Man Who Counted $40 Billion SARS Cost Sees Bigger Hit

(Bloomberg) -- The global cost of the coronavirus could be three or four times that of the 2003 SARS outbreak that sapped the world’s economy by $40 billion, according to the economist who calculated that figure.

The sheer growth in the Chinese economy over the last 17 years means the global health emergency triggered by the coronavirus outbreak has far greater potential to gouge global growth, according to Warwick McKibbin, professor of economics at the Australian National University in Canberra.

Economist Who Said SARS Cost $40 Billion Sees Bigger Hit Now

“It’s just a mathematical thing,” McKibbin said in a phone interview. “Most of the GDP loss that we saw in the SARS model, and in reality, was China slowing down. And so, with China much bigger, you’d expect the billions would be much bigger.”

While difficult to pinpoint a precise cost as the crisis is still unfolding, the impact will be experienced mostly through changes in “human psychology,” he said. “Panic is what seems to be the biggest drain on the economy, rather than deaths.”

Markets have been whipsawed by panic, Paris-based Amundi Asset Management said in a Jan. 29 note. Chief Investment Officer Pascal Blanque and his deputy Vincent Mortier said the novel coronavirus provided the trigger for a pause in a stock market rally that began in October.

McKibbin’s forecasts are in line with those of other analysts.

Nomura International Ltd. expects the blow to China’s growth could exceed that seen during the SARS outbreak.

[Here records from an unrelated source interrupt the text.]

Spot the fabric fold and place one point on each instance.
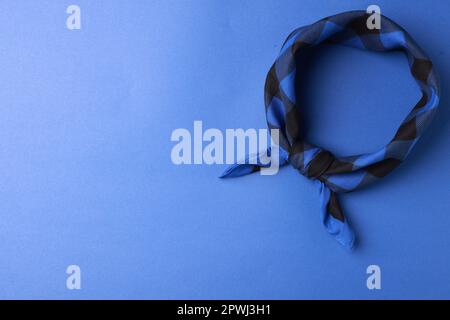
(341, 174)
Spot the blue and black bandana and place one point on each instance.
(335, 174)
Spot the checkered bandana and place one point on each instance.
(342, 174)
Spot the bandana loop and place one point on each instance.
(333, 174)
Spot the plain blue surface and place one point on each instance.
(86, 176)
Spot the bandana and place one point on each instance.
(333, 174)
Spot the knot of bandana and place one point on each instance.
(342, 174)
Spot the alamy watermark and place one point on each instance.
(212, 146)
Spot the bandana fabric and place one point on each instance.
(341, 174)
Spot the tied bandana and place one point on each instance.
(341, 174)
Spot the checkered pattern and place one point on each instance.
(342, 174)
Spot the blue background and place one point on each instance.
(86, 176)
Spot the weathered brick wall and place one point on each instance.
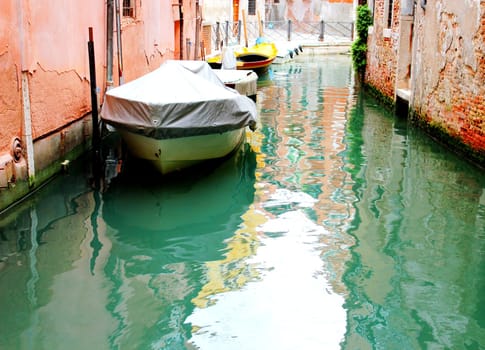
(382, 51)
(449, 72)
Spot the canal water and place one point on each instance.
(338, 226)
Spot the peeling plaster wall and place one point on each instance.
(383, 48)
(10, 94)
(44, 76)
(449, 69)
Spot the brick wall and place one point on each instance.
(382, 49)
(449, 72)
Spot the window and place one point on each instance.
(251, 7)
(128, 8)
(389, 13)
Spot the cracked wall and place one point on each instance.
(45, 90)
(449, 69)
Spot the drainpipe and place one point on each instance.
(118, 36)
(181, 16)
(197, 24)
(26, 113)
(109, 43)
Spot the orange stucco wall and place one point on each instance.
(10, 94)
(45, 80)
(48, 40)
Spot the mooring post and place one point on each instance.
(289, 30)
(94, 104)
(226, 34)
(322, 30)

Real GDP growth in the first quarter could “materially drop” from the 6% pace in the fourth quarter, maybe by even more than the 2 percentage point deceleration seen in the second quarter of 2003 from the first, Nomura economists led by Lu Ting wrote in a report to clients.

What Bloomberg’s Economists Say...

“Back in 2003, China accounted for just 4% of global GDP. Fast forward to 2020, and its share has increased to 17%. That means the global spillover if China’s growth slumps will be larger.”

“Hong Kong stands out as the most exposed -- our simulation shows a hit of 1.7 ppts in the first quarter. South Korea and Vietnam would also suffer, each slowing by 0.4 ppt. Japan would take a 0.2 ppt hit.”

--Chang Shu, Jamie Rush and Tom Orlik

More contagious than SARS but less deadly, the insidious nature of the coronavirus, dubbed 2019-nCoV, is such that it often presents as mild cold-like symptoms and can go undetected, which could potentially protract out the crisis for longer than the 2003 epidemic.

The new virus, which emerged in central China in late 2019, is reported to have infected almost 10,000 people in two months, eclipsing the 8,096 SARS cases reported from November 2002 through 2003, when the contagion spread from China across Southeast Asia and to North America and Europe.

“If a country had a bad epidemiological outcome, then their shocks were likely be a lot bigger than countries that were able to control it well,” McKibbin said, referring to his findings from examining the impact of SARS.

Measures to improve public-health infrastructure can make all the difference, said Benjamin Cowie, a professor of medicine at the University of Melbourne and an epidemiologist with the Peter Doherty Institute for Infection and Immunity. These would include early detection systems, effective surveillance systems, enhanced public engagement and communication mechanisms, as well as social-distancing programs.

“That’s a cornerstone, really, of any infectious disease risk management,” he said.

And this time around, he said, China’s efforts to tackle the crisis have been “so far advanced” compared with the SARS outbreak.

“It’s a much more open and transparent process than it was 15 years ago, which is a huge boost to public-health efforts.”